In a finding that could lend insight into human disorders like autism, U.S. and Italian behavioral psychologists said capuchin monkeys not only spent more time with researchers who imitated their behavior, but when given a choice, they picked the copycat to work with over another researcher.
The findings show imitation as a kind of "social glue" shared by both human and non-human primates, the team lead by Annika Paukner of the National Institute of Child Health and Human Development, one of the National Institutes of Health wrote.
For the study, each monkey was given a Wiffle ball -- a lightweight plastic ball with holes in it. Monkeys typically poked the ball with their fingers, put it in their mouths or used it to pound on something.
Each monkey was paired up with two human researchers, one that copied their ball-handling skills, and one that did not.
When the balls were put away, the monkeys appeared to prefer the company of the like-minded ball handler. And they preferred to work with the copycat researcher as well.
When both researchers held out a small trinket, the monkeys consistently took it from the researcher who imitated the monkey, even though both offered identical treats as rewards.
Imitation has long been considered a sign of cooperation in people.
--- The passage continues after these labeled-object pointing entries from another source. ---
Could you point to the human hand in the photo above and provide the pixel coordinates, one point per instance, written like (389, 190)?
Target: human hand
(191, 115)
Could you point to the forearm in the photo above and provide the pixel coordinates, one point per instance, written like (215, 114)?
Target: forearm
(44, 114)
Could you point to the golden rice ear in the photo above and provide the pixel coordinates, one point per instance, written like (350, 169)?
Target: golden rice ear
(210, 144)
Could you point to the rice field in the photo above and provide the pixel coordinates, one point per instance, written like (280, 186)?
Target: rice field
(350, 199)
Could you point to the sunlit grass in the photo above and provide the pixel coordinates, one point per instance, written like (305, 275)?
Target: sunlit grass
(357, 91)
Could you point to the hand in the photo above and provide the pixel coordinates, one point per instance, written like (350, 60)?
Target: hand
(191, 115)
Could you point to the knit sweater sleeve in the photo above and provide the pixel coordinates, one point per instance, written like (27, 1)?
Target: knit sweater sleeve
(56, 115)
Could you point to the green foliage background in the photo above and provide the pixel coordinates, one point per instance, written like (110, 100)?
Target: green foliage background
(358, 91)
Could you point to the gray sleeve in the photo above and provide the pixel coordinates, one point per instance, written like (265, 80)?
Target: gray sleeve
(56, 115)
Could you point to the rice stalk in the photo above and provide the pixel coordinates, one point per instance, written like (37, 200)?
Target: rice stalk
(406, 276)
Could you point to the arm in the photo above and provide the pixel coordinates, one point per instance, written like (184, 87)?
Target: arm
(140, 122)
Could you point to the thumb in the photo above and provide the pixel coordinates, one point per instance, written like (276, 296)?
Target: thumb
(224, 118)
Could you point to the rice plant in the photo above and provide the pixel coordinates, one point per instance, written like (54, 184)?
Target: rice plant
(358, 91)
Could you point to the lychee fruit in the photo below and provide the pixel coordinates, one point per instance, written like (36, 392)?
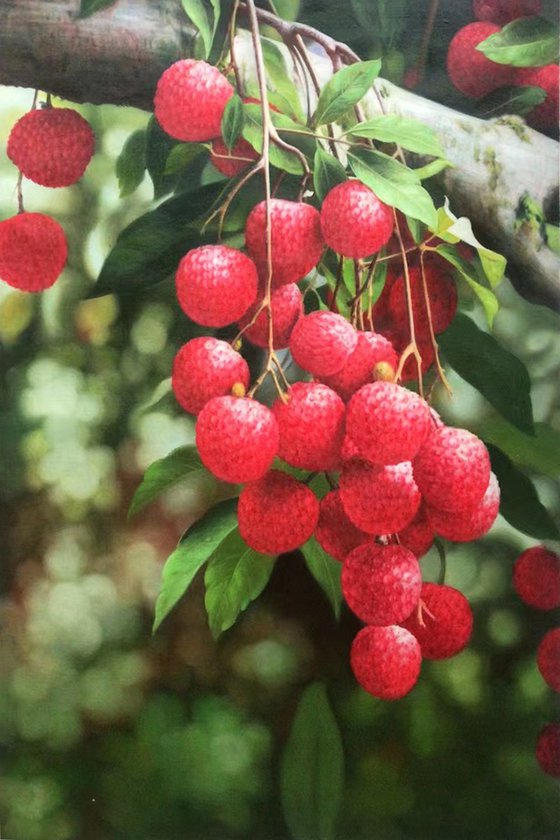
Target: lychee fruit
(33, 251)
(321, 342)
(51, 146)
(355, 223)
(205, 368)
(295, 232)
(216, 285)
(536, 578)
(237, 438)
(190, 100)
(386, 661)
(310, 421)
(277, 514)
(442, 622)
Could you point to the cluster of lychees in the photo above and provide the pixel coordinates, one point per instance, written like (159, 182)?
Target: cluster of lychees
(52, 147)
(475, 75)
(536, 579)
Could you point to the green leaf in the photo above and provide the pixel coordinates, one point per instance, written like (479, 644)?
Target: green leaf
(525, 42)
(194, 549)
(394, 184)
(232, 120)
(499, 375)
(164, 474)
(312, 771)
(235, 576)
(327, 173)
(131, 163)
(410, 134)
(344, 90)
(326, 572)
(519, 502)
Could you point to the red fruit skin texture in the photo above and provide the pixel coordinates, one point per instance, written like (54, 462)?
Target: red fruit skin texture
(51, 146)
(548, 750)
(544, 116)
(311, 426)
(216, 285)
(33, 251)
(334, 532)
(469, 70)
(190, 99)
(386, 661)
(286, 304)
(297, 243)
(379, 500)
(355, 223)
(321, 342)
(381, 583)
(277, 514)
(237, 438)
(471, 524)
(442, 623)
(536, 578)
(548, 658)
(387, 423)
(452, 469)
(370, 350)
(204, 368)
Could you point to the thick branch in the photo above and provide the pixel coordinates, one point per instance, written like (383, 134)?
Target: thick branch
(117, 55)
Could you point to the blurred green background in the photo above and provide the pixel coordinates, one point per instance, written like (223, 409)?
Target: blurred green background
(109, 734)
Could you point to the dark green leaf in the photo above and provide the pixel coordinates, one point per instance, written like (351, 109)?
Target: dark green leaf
(194, 549)
(312, 772)
(525, 42)
(235, 576)
(499, 375)
(519, 502)
(131, 163)
(344, 90)
(327, 173)
(326, 572)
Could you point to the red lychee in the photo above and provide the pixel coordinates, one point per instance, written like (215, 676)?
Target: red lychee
(355, 223)
(386, 661)
(237, 438)
(33, 251)
(190, 100)
(277, 514)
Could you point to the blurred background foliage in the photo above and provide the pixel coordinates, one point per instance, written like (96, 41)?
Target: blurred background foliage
(109, 734)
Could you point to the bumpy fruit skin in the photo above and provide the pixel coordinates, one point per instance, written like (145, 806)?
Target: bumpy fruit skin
(469, 69)
(321, 342)
(371, 350)
(237, 438)
(452, 469)
(33, 251)
(216, 285)
(205, 368)
(379, 500)
(442, 623)
(51, 146)
(548, 658)
(190, 100)
(536, 578)
(286, 305)
(386, 661)
(387, 423)
(277, 514)
(548, 750)
(355, 223)
(381, 583)
(297, 243)
(334, 532)
(311, 426)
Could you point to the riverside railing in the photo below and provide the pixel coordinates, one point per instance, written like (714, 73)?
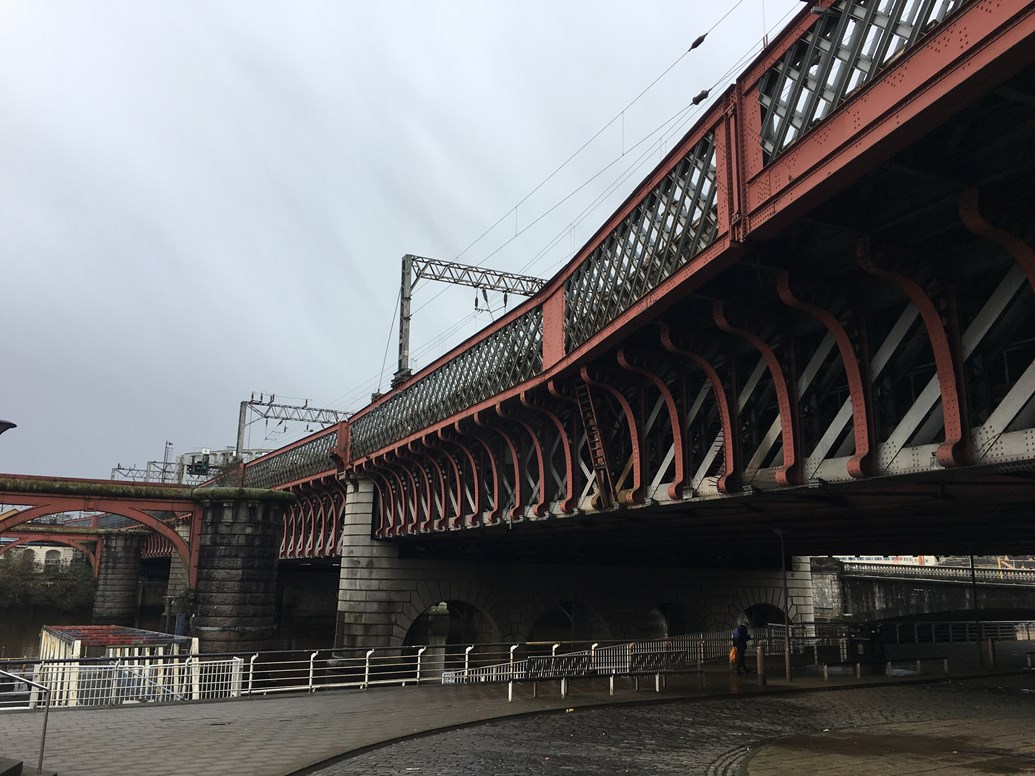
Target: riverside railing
(128, 680)
(20, 682)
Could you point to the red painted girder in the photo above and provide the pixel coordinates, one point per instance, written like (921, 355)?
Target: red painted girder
(421, 484)
(482, 422)
(25, 539)
(134, 509)
(633, 495)
(978, 48)
(790, 473)
(434, 443)
(863, 463)
(539, 508)
(484, 516)
(675, 487)
(970, 213)
(435, 517)
(955, 450)
(475, 484)
(730, 480)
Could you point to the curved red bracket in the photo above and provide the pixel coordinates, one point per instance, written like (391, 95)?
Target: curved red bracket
(539, 508)
(955, 450)
(675, 487)
(790, 473)
(492, 515)
(94, 560)
(970, 213)
(476, 485)
(422, 485)
(447, 520)
(567, 504)
(634, 495)
(389, 507)
(403, 475)
(435, 514)
(864, 461)
(730, 479)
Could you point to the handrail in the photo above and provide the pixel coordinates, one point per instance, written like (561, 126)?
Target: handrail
(963, 573)
(224, 676)
(47, 710)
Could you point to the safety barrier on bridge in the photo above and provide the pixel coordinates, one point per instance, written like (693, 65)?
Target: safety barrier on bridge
(141, 680)
(950, 573)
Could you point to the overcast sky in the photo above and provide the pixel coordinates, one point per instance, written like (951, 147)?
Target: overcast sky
(201, 200)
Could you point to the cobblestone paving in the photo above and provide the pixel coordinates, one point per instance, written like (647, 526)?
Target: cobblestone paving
(709, 737)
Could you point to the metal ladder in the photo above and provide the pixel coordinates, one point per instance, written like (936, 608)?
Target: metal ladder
(601, 475)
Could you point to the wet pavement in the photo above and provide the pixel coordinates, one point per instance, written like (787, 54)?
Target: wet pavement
(723, 725)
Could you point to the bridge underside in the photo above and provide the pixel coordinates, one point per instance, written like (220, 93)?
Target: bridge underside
(924, 514)
(907, 222)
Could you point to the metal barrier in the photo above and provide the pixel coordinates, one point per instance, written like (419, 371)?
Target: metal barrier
(128, 680)
(35, 688)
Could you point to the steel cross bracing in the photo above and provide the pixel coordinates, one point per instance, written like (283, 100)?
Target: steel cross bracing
(418, 267)
(800, 294)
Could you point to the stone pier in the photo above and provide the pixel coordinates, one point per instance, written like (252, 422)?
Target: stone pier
(118, 582)
(386, 600)
(235, 597)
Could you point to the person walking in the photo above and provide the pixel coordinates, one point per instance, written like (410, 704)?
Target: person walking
(740, 638)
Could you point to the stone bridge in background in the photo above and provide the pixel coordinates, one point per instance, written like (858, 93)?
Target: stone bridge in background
(809, 330)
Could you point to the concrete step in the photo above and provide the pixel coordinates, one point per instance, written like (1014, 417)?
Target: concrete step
(10, 767)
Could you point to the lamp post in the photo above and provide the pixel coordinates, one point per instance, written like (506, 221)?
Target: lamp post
(787, 606)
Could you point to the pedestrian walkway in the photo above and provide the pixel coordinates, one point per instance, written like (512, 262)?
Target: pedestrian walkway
(278, 736)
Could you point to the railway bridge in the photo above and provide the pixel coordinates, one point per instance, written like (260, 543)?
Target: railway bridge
(809, 330)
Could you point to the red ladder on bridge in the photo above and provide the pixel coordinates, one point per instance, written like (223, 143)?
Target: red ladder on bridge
(604, 487)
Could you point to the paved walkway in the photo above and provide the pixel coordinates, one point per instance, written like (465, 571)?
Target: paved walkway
(727, 725)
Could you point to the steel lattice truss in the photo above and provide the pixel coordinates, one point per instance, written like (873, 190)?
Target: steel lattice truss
(300, 461)
(849, 46)
(748, 322)
(672, 225)
(509, 357)
(313, 525)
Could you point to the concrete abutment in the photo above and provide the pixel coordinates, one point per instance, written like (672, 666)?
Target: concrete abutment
(235, 597)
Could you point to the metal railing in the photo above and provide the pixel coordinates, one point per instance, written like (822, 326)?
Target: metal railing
(954, 631)
(35, 688)
(129, 680)
(962, 574)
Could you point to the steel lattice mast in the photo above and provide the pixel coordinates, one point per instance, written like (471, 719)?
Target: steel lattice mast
(417, 267)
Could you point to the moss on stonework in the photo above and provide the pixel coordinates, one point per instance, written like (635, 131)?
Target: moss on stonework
(121, 490)
(241, 494)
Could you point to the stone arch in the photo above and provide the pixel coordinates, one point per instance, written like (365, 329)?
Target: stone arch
(451, 623)
(568, 620)
(762, 600)
(132, 513)
(472, 602)
(70, 542)
(764, 614)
Finding the behavior in non-human primates suggests it may be common to all primates, helping to build tolerance and reducing aggression, they said.
"Observing how imitation promotes bonding in primates may lead to insights in disorders in which imitation and bonding is impaired, such as certain forms of autism," Dr. Duane Alexander, director of the National Institute of Child Health and Human Development, one of the National Institutes of Health, said in a statement.